Jack crouches down next to his son. “William?”
“I was teaching Emilia about eBay, Daddy. And she said shut up.”
“William suggested that we sell the baby's things on eBay,” I say. “The stroller. The crib. The American Girl doll.”
“What?” Jack says. “William, what's going on here?” He is doing his best not to raise his voice, and his suppressed anger makes me very happy. And immediately guilty for being so mean, s
o immature, that I am pleased to foment conflict between this little boy and his father.
“We don't have to sell that stuff,” William says. “Any stuff we don't use is okay. We could sell, like, my old Mega Blocks. Because I don't use those anymore.”
Jack pushes his hand through his hair. “Sweetie pie, what's the deal with eBay?”
“He wanted to sell the baby's things!” I say. “He wanted to take all the baby's clothes, and her toys, and auction them off on eBay.”
Jack lays a hand on my arm. “Just give me a second, okay?” He turns back to William. “Will-man? Did you really want to sell the baby's things?”
I cannot believe that this has somehow turned into a refereed squabble, that Jack is doubting me.
William's eyelashes are wet with unshed, glycerin tears. “I wanted to do eBay and I was trying to think of stuff we aren't using. I thought since the baby's dead she's not going to use her stuff. I didn't mean to make Emilia so mad.”
Jack looks up at me. I can feel the heat in my face.

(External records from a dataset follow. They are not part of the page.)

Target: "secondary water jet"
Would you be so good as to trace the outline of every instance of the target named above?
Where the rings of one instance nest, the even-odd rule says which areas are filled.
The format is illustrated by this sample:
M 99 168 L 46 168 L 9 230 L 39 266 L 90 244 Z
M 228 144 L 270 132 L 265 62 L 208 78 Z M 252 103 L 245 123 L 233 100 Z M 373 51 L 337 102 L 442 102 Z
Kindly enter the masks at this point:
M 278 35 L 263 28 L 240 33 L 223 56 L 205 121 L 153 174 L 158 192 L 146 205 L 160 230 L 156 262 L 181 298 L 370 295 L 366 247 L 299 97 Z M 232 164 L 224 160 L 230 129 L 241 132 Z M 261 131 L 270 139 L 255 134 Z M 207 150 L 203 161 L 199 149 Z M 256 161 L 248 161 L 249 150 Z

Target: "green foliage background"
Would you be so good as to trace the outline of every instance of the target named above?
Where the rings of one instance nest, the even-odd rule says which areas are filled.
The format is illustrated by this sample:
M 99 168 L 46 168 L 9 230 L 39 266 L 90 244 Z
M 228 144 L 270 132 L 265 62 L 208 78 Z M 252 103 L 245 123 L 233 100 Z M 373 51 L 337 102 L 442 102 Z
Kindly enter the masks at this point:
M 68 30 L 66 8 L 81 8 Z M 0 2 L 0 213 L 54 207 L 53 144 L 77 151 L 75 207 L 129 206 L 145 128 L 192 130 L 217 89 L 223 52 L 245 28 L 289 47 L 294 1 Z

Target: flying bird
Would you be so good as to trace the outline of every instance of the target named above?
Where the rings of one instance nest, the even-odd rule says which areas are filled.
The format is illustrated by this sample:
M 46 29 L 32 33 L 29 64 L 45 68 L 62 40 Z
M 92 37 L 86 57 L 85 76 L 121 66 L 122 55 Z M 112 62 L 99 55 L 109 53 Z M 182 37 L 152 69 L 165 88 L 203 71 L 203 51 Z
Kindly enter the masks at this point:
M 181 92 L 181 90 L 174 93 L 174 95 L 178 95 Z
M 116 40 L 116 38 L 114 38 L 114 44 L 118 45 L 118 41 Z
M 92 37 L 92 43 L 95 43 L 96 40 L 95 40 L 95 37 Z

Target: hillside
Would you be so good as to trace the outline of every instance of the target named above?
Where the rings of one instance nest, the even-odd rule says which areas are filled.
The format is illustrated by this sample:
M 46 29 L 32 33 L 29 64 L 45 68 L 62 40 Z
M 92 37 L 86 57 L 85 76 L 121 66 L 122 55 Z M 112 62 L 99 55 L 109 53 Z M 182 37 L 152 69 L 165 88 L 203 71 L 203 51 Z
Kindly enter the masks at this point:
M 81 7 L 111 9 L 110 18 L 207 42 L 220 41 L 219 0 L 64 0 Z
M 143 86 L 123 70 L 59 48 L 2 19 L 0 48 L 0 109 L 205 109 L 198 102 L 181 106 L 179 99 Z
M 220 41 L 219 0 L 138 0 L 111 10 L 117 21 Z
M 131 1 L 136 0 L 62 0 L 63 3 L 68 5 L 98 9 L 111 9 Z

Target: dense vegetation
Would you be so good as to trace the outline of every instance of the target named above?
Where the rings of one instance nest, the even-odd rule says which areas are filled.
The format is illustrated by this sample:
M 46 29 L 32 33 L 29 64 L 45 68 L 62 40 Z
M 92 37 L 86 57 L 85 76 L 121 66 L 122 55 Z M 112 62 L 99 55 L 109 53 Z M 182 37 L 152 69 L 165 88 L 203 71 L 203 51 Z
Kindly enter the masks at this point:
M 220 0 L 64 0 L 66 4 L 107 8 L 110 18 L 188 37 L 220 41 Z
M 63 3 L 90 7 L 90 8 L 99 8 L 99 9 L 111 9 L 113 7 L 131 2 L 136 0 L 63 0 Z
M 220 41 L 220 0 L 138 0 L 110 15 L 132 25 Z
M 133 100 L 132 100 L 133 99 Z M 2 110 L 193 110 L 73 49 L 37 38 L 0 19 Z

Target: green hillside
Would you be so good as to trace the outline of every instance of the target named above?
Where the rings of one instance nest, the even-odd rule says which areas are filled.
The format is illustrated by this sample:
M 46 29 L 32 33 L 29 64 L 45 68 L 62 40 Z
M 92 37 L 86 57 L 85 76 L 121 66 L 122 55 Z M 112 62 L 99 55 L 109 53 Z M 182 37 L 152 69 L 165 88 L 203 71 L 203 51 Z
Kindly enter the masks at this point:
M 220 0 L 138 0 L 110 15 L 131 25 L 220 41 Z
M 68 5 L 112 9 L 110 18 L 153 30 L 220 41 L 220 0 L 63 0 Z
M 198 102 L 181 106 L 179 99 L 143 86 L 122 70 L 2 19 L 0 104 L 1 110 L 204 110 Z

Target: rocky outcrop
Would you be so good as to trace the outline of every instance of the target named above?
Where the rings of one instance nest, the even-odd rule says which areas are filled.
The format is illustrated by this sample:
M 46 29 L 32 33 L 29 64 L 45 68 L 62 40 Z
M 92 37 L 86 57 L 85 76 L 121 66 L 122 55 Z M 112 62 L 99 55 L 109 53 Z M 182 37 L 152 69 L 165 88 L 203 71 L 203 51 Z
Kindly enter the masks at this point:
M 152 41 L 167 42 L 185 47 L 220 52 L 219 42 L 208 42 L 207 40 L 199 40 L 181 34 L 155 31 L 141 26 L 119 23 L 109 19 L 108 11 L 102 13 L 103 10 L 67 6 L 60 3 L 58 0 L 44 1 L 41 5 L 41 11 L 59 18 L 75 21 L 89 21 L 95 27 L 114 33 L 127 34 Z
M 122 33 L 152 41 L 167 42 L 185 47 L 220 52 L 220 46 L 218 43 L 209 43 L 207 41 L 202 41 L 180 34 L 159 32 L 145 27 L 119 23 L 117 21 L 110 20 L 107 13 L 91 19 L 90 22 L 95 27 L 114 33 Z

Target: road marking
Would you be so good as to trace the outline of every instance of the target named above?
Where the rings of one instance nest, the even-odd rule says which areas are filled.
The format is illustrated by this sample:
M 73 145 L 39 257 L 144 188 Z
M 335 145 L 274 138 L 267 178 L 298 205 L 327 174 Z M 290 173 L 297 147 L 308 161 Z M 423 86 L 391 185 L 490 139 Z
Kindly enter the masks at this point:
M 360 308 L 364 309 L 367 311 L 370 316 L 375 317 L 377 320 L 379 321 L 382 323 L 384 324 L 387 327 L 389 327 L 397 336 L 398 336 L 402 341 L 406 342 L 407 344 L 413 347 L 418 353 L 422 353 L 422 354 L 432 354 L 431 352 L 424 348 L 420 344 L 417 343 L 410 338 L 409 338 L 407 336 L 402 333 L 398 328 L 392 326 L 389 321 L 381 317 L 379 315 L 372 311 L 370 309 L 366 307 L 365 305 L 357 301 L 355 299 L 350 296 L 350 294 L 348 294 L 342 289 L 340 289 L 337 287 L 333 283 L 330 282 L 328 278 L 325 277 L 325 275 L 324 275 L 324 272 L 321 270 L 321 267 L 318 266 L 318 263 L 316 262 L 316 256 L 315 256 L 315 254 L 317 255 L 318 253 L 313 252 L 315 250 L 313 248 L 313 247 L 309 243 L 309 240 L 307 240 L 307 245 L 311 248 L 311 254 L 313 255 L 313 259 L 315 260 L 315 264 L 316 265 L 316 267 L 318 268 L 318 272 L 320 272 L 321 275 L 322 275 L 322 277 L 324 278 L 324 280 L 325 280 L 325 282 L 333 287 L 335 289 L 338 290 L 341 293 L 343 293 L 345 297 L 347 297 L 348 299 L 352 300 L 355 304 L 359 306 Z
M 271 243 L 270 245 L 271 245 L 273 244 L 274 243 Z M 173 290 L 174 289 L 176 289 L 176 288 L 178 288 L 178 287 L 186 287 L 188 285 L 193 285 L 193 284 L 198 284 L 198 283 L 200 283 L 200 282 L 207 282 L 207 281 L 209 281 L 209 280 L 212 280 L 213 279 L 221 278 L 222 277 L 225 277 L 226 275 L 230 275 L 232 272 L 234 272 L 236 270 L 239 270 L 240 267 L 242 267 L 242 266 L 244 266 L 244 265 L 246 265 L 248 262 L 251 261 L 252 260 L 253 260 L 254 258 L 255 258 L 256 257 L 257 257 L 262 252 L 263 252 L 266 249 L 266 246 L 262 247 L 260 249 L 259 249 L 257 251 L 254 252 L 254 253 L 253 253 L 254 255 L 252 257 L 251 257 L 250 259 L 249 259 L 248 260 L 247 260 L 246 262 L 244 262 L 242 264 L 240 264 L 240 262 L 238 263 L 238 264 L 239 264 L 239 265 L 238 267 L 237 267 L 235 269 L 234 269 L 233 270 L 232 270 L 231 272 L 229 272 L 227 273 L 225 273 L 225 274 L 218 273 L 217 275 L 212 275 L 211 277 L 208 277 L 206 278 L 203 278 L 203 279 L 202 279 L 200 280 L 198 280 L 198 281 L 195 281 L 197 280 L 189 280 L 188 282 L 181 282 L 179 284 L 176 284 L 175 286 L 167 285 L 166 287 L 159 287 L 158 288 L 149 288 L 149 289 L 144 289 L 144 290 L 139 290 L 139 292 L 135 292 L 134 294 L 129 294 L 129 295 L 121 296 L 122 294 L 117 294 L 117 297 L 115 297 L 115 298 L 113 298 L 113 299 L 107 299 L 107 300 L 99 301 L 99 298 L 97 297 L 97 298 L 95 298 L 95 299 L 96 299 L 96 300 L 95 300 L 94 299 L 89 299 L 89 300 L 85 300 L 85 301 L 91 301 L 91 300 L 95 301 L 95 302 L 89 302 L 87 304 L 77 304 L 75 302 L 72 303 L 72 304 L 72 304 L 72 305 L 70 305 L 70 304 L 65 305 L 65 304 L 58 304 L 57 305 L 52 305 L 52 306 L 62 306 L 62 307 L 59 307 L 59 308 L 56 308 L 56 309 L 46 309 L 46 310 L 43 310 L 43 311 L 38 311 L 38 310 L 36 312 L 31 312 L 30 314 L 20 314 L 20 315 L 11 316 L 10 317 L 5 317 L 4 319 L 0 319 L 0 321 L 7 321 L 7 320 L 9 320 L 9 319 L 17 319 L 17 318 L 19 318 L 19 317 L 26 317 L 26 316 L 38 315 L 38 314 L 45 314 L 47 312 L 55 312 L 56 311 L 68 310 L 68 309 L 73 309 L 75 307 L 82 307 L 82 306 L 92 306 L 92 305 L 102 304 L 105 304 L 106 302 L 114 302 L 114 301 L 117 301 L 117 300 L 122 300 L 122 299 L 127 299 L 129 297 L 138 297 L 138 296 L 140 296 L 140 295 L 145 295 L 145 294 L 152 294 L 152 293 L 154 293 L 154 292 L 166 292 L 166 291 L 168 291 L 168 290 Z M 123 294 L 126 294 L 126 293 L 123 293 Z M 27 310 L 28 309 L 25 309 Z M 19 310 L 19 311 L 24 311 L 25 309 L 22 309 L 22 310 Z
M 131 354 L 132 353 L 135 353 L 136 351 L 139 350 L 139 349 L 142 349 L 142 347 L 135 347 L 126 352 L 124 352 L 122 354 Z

“Emilia's not mad,” Jack says.
“Yes, she is.”
“No, sweetie. She's not.”
Yes, I am.
“Emilia's just so sad about the baby that it's hard for her to talk about selling the baby's things. You're right, we'll never use the baby's things, but we're not going to sell them on eBay.”
“I'm sorry, Daddy.” William lets loose with his tears now and buries his face in Jack's belly.
“It's okay, sweetie,” Jack says, lifting him in his arms. “It's okay, my little man. I know you didn't mean to hurt anybody's feelings.”
“I didn't. I didn't mean to hurt anybody's feelings,” he wails. “I just wanted to do eBay.”
“I know, and Emilia knows, too, don't you, Emilia? She's sorry, too, sweetie.” Jack looks at me over the top of William's head, and gives a little half smile of encouragement or pleading.